When Gunder Hägg and Arne Andersson set six world records for the mile in the early 1940s, the value of Swedish fartlek training was demonstrated. Soon athletes from Great Britain, Australia, New Zealand, and other British Commonwealth countries began to follow the fartlek program. They believed the free, undisciplined approach meshed well with the human spirit, while also connecting runners to trails, forests, and the natural environment. Man and nature combined. Who could improve upon it?
The beauty of fartlek running is its flexibility. You run slow and fast, slow and fast, as your soul and motivation direct you. While a Swedish pine forest can’t be beat as a training locale, you can also do fartlek on a long, straight US highway.
In this way fartlek becomes interval training, only without the stopwatch and clipboard. Fartlek is unscripted speed work, and capable of producing significant results. It remains one of the world’s favorite and most proven training systems.
Use the whole environment: Interval training is done on a flat, fast track. Fartlek training takes place in the real world, full of all its warts, wobbles, and natural landmarks. Run uphills, downhills, and sprints to the tree with the recently broken limb. Recover for 30 seconds, 3 minutes, or even 10 minutes. Go as you please. No two workouts could or should ever be the same.
Run short, run long: The best fartlek workouts are also the most varied. Run some very short, fast surges—much faster than you would normally run in 5K races, for example. Go longer on other surges, and use another pace, say your half-marathon or marathon pace.
You don’t have to alternate short and long in a specific formula. Mix them together however you want, or do a few more short bursts one day of the week, and a few more long pickups on another day. Don’t strive to do the same fartlek routine as the week before so you can compare total times. Throw comparisons out the window.

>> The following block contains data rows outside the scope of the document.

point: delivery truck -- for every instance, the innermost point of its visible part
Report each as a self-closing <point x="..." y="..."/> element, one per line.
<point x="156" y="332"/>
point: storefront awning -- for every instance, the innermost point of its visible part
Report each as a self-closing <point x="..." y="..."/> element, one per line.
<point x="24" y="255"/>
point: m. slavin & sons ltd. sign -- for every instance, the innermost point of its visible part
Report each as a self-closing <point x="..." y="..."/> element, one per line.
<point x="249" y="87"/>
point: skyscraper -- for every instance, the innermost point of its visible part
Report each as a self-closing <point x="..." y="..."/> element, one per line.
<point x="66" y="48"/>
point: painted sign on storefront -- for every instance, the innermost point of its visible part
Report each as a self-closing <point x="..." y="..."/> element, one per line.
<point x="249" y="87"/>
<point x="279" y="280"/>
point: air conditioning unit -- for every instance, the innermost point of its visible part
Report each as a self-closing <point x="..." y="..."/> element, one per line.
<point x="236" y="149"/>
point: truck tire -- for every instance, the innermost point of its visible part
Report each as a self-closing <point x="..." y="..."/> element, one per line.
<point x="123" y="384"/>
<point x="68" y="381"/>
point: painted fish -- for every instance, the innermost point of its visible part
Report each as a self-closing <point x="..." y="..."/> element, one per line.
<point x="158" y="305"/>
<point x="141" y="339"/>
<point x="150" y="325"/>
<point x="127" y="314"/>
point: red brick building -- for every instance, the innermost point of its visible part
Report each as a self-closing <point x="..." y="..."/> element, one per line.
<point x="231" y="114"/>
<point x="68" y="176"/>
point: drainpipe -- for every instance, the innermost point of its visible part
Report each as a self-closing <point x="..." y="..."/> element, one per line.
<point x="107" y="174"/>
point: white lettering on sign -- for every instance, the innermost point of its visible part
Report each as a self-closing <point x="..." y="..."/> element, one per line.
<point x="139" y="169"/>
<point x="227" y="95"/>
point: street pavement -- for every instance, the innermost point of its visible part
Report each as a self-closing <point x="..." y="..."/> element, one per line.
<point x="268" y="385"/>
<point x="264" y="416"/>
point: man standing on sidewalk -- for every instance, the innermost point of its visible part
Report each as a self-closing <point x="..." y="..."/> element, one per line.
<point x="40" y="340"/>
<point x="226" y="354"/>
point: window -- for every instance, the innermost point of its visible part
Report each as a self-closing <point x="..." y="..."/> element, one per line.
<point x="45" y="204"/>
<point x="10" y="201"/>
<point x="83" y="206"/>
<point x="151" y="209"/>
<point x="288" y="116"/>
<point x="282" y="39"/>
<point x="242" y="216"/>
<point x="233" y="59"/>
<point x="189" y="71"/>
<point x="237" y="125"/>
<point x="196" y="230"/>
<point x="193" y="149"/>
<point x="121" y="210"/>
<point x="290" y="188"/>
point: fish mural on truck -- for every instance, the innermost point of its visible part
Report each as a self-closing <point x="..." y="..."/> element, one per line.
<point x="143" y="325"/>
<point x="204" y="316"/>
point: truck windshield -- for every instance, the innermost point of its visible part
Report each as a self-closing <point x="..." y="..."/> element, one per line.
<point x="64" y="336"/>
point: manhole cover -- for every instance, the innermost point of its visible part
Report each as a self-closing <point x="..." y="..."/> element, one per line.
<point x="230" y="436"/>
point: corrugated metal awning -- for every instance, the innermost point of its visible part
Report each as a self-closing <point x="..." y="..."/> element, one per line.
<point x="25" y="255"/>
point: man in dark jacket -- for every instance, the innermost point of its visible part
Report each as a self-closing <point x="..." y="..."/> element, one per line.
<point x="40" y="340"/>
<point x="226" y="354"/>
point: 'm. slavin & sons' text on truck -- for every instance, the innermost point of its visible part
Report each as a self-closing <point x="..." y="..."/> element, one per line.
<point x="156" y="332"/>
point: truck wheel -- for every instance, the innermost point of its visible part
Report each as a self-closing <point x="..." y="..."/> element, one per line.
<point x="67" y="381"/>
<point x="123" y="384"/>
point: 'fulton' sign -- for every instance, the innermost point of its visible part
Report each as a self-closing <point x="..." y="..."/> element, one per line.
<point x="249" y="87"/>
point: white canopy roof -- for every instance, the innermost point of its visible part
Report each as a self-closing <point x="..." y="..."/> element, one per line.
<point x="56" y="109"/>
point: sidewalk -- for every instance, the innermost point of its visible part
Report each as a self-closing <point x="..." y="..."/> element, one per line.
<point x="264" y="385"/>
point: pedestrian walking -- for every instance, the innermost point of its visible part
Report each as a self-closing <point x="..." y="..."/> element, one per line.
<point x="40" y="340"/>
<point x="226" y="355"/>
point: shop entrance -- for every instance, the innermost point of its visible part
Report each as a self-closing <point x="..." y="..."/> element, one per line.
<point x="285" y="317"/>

Go green: I have actually done fartlek training on the side of long, straight highways, as mentioned above. When circumstances force me to run alongside highways, this is how I make workouts more tolerable. But parklands are much more inspiring. I recommend you do fartlek workouts in your favorite green space. Treat yourself—it’s worth it.

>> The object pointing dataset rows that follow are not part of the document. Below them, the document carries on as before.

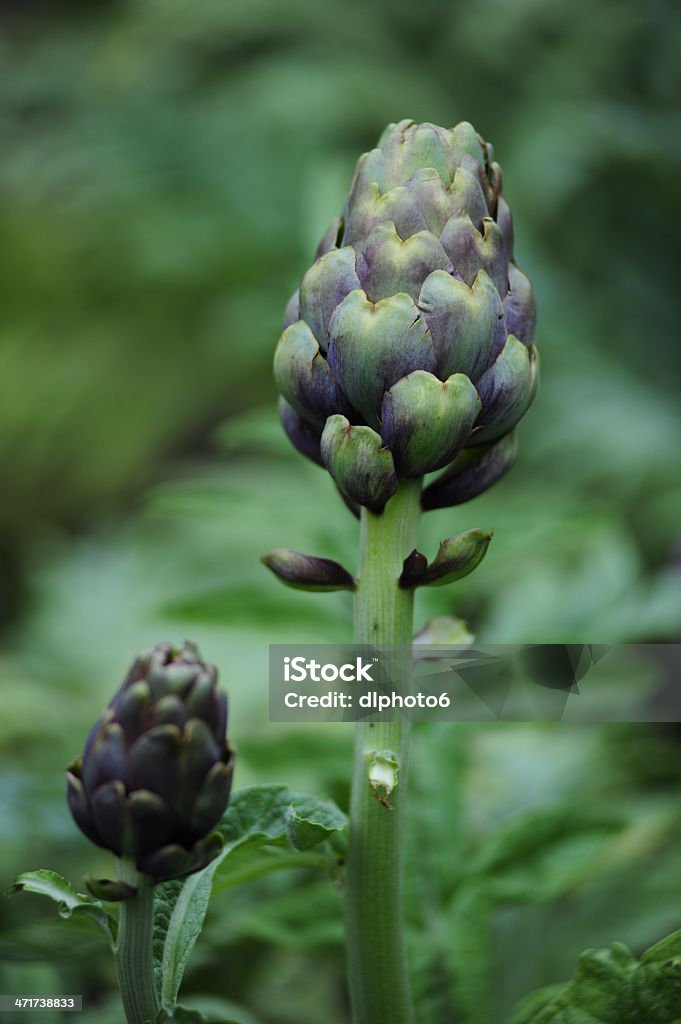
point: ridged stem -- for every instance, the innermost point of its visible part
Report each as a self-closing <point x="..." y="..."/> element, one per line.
<point x="377" y="961"/>
<point x="134" y="962"/>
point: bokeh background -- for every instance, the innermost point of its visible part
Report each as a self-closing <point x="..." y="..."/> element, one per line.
<point x="166" y="170"/>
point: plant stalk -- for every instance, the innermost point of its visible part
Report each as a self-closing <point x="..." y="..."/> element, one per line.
<point x="384" y="612"/>
<point x="134" y="962"/>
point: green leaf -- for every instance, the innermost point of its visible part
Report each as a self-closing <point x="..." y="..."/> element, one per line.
<point x="542" y="854"/>
<point x="310" y="821"/>
<point x="257" y="816"/>
<point x="611" y="987"/>
<point x="46" y="883"/>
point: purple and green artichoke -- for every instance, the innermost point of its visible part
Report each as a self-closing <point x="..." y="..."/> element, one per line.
<point x="156" y="773"/>
<point x="408" y="347"/>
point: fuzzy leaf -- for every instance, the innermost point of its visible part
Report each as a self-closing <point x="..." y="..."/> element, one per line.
<point x="46" y="883"/>
<point x="256" y="816"/>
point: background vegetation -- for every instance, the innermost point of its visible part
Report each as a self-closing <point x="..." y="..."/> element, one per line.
<point x="166" y="170"/>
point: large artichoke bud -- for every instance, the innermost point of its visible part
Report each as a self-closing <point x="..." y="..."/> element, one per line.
<point x="156" y="773"/>
<point x="409" y="340"/>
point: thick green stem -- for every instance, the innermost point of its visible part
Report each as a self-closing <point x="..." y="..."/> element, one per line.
<point x="377" y="963"/>
<point x="133" y="947"/>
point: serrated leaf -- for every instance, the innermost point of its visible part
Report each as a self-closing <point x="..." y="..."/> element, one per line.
<point x="46" y="883"/>
<point x="310" y="821"/>
<point x="256" y="816"/>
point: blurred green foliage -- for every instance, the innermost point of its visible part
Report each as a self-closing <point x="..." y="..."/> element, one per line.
<point x="166" y="170"/>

I have noticed that fartlek running includes so much inherent variety that I can enjoy multiple laps of the same looping path. Normally I never do this. I get bored much too soon. But when I do a fartlek session in my favorite local park, I normally retrace the same 1.5-mile loop four times. It just happens to be the best, grassiest, smoothest, most rolling loop in the vicinity. Despite the repetitions, I find that time passes quickly, because I am doing different fartlek bursts at different parts of each loop.